Authors : C Llorens-Cortes (Paris,FR), Y Marc (Paris,FR), R Hmazzou (Paris,FR), M Keck (Paris,FR), A Flahault (Paris,FR), BP Roques (Paris,FR), F Balavoine (Paris,FR), M Azizi (Paris,FR)
C. Llorens-Cortes1
,
Y. Marc2
,
R. Hmazzou1
,
M. Keck2
,
A. Flahault1
,
B.P. Roques3
,
F. Balavoine4
,
M. Azizi5
,
1INSERM U 1050, College de France - Paris - France
,
2National Institute of Health and Medical Research (INSERM home), U1050, Quantum Genomics - Paris - France
,
3University Paris-Descartes - Paris - France
,
4Quantum Genomics - Paris - France
,
5European Hospital Georges Pompidou, Clinical Investigation Center - Paris - France
,
On behalf: Laboratory of Central Neuropeptides in the Regulation of Body Fluid Homeostasis and Cardiovascular Functions, Paris, France
The hyperactivity of the brain renin–angiotensin system (RAS) has been implicated in the development and maintenance of arterial hypertension (HTA).

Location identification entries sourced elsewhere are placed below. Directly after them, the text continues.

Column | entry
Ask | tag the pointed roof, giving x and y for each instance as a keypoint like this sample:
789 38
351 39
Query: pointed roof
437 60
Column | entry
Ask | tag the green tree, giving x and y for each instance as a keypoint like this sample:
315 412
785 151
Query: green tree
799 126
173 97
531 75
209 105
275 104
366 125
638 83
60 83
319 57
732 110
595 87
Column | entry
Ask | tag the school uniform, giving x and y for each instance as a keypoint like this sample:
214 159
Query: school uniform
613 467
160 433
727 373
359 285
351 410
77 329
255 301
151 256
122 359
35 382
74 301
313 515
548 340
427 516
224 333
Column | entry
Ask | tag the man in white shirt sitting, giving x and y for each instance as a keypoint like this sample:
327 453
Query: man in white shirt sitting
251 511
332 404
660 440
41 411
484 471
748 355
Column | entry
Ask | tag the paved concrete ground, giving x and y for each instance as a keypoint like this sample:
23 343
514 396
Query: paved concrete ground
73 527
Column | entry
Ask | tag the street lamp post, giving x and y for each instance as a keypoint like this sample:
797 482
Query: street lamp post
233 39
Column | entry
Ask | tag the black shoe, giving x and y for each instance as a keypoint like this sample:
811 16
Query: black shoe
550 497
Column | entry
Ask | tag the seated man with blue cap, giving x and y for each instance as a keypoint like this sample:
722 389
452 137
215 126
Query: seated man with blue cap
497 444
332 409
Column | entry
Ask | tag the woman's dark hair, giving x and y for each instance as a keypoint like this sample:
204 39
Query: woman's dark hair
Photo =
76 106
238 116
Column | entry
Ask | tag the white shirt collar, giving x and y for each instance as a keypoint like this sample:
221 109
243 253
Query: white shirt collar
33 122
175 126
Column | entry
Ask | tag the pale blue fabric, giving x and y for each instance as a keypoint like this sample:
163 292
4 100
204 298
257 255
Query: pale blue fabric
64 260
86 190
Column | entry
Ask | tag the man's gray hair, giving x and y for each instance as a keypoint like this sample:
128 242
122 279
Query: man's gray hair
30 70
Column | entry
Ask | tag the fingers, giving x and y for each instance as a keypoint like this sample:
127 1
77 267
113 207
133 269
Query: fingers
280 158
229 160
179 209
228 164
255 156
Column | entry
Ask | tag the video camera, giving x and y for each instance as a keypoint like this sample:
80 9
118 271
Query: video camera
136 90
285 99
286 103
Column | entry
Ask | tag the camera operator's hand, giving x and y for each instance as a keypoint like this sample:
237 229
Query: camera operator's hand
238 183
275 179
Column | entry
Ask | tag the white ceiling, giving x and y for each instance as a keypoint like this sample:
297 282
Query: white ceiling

Our aim was to demonstrate that normalizing brain RAS hyperactivity could constitute a new therapeutic approach for HTA treatment
We first demonstrated in the brain that aminopeptidase A (APA) is the enzyme generating angiotensin III (AngIII) from AngII. Then, using the specific and selective APA inhibitor, EC33 ((3S)-3-amino-4-sulfanyl-butane-1-sulfonic acid), we showed that AngIII is one of the main effector peptides of the brain RAS, exerting a tonic stimulatory control over blood pressure (BP) in hypertensive rats. This suggests that brain APA may be a potential therapeutic target for HTA treatment. We then designed RB150 {4,4-dithio[bis(3-aminobutyl sulfonic acid)]}, an orally active prodrug of EC33. RB150, given orally in conscious deoxycorticosterone acetate-salt (DOCA-salt) rats or spontaneously hypertensive rats, crosses the intestinal, hepatic and blood-brain barriers, enters the brain, where it is cleaved by brain reductases, generating two active molecules of EC33 which inhibit brain APA activity, block the formation of brain AngIII and induce a marked and sustained decrease in BP. The RB150-induced BP decrease is due to a reduced vasopressin release, which increases diuresis, reducing extracellular volume, a decrease in sympathetic tone, leading to a reduction of vascular resistances and the improvement of the baroreflex function (Figure below). RB150 was renamed firibastat by OMS. Phase Ia/Ib clinical trials showed that firibastat is clinically and biologically well-tolerated in healthy volunteers.
Firibastat could constitute the first drug candidate of a new class of antihypertensive agents targeting the brain RAS, the clinical efficacy of which (Phase IIa and Phase IIb) in hypertensive patients was achieved.